The figures show that the problem was bad enough two years ago but it is now significantly worse. In July 2015, 42 GP practices in Scotland were under direct health board control, but in the last two years that has risen by nearly 25 per cent to 52. It means that across the country one in 20 practices is under direct health board control because there are no GPs to run them.

The Glencairn Medical Practice in Ayrshire is typical of the problem. Most surgeries are run as partnerships under which the Government pays GPs’ salaries and provides money for a range of services set out in the General Medical Services (GMS) contract, while the surgeries themselves are owned and operated by the doctors. However, Glencairn Medical Practice is due to be taken over by the health board from August after the partners resigned the GMS contract, citing a list of familiar problems: lack of funding, a lack of staff and an impossible workload.

It also does not help matters that many practices have been run under a precursor of the Private Finance Initiative in which they lease their buildings from private companies. The problem is that the leases are now coming to an end, leaving some surgeries facing big maintenance bills, and that is acting as yet another disincentive for young doctors who might take on the responsibilities and run surgeries in the future.

Faced with all of these factors, and no prospect of relief in the near future, it is not surprising that many GPs are leaving, but the consequences for patients are serious. In some cases, the health board will take over, but in others the practices are going to the wall entirely, leaving patients to try to find a place with another practice. We are not at the point yet where patients cannot find a doctor, but there is now a serious risk that it could happen in the future.

The answer is to directly tackle the problems listed by the doctors at the Glencairn Medical Practice.
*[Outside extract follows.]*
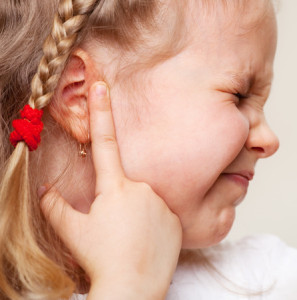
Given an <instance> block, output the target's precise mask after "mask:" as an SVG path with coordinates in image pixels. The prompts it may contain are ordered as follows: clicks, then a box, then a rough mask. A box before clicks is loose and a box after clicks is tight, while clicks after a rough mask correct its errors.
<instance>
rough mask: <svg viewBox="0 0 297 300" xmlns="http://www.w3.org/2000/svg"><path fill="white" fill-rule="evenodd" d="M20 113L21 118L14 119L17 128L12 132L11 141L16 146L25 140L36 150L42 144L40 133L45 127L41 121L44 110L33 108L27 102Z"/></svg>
mask: <svg viewBox="0 0 297 300" xmlns="http://www.w3.org/2000/svg"><path fill="white" fill-rule="evenodd" d="M20 114H21V119H17V120H13V121H12V126H13V128H14V129H15V130H14V131H13V132H12V133H11V134H10V142H11V144H12V145H13V146H14V147H16V145H17V144H18V142H21V141H24V142H25V143H26V144H27V145H28V147H29V150H30V151H34V150H36V149H37V147H38V145H39V144H40V133H41V131H42V129H43V123H42V121H41V118H42V115H43V111H42V110H39V109H33V108H32V107H31V106H30V105H28V104H27V105H25V106H24V108H23V110H21V112H20Z"/></svg>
A new GP contract for Scotland is currently being negotiated but if it is to solve the problem of retaining doctors to run practices (as well as attracting new ones) then it must make the job more bearable.
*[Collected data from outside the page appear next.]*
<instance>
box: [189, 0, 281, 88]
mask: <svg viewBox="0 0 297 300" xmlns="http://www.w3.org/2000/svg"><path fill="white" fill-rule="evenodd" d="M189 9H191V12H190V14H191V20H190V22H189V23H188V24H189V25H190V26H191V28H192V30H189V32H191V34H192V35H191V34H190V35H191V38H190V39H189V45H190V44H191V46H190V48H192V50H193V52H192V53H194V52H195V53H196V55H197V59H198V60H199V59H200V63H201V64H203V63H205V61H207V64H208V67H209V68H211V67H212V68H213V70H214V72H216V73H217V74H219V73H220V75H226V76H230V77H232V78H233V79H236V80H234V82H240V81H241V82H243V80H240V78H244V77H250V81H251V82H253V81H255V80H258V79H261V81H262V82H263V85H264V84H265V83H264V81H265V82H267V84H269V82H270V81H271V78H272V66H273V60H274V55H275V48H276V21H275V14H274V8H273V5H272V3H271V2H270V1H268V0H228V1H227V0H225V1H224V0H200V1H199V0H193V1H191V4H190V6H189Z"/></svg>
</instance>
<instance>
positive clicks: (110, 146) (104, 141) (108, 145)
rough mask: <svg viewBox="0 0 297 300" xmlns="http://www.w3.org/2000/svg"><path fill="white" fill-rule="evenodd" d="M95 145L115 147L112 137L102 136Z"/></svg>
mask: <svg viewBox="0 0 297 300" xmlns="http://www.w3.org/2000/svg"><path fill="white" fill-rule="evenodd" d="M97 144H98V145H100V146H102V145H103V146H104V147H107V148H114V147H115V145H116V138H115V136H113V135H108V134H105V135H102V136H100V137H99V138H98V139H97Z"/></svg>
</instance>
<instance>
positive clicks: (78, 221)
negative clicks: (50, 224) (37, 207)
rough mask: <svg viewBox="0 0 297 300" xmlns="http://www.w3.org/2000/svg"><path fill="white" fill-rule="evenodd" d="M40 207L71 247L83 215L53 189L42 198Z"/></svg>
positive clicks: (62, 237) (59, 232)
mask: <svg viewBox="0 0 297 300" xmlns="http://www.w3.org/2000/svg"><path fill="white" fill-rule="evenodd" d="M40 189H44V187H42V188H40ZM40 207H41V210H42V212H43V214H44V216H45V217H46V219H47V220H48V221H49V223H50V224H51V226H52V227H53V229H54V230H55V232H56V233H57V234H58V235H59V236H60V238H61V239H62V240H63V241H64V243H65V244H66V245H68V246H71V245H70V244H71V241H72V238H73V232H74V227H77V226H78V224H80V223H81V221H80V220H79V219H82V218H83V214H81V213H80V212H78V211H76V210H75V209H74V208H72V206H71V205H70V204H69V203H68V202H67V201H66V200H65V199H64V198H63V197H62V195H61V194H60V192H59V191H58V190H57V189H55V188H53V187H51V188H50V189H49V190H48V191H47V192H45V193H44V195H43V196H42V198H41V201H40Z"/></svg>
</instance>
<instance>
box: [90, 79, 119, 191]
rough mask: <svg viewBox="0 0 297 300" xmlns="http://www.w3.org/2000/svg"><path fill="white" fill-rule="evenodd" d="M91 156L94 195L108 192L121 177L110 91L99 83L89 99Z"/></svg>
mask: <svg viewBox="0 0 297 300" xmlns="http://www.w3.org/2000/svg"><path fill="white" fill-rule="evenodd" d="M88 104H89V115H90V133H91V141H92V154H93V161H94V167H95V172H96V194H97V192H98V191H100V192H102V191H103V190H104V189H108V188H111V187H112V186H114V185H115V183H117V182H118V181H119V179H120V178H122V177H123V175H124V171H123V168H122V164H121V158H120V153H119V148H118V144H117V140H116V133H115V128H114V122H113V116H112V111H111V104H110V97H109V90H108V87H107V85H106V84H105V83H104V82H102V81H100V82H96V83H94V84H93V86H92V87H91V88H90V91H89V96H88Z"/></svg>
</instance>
What this means in practice is reducing the day-to-day workload by moving certain services to other parts of the health service – pharmacies for instance. The contract must also look at reducing the business and admin elements of a doctor’s workload so they can concentrate on patients. The bottom line is that Scotland’s surgeries need more resources, more staff and more support and that without those essentials, even more GPs will decide enough is enough.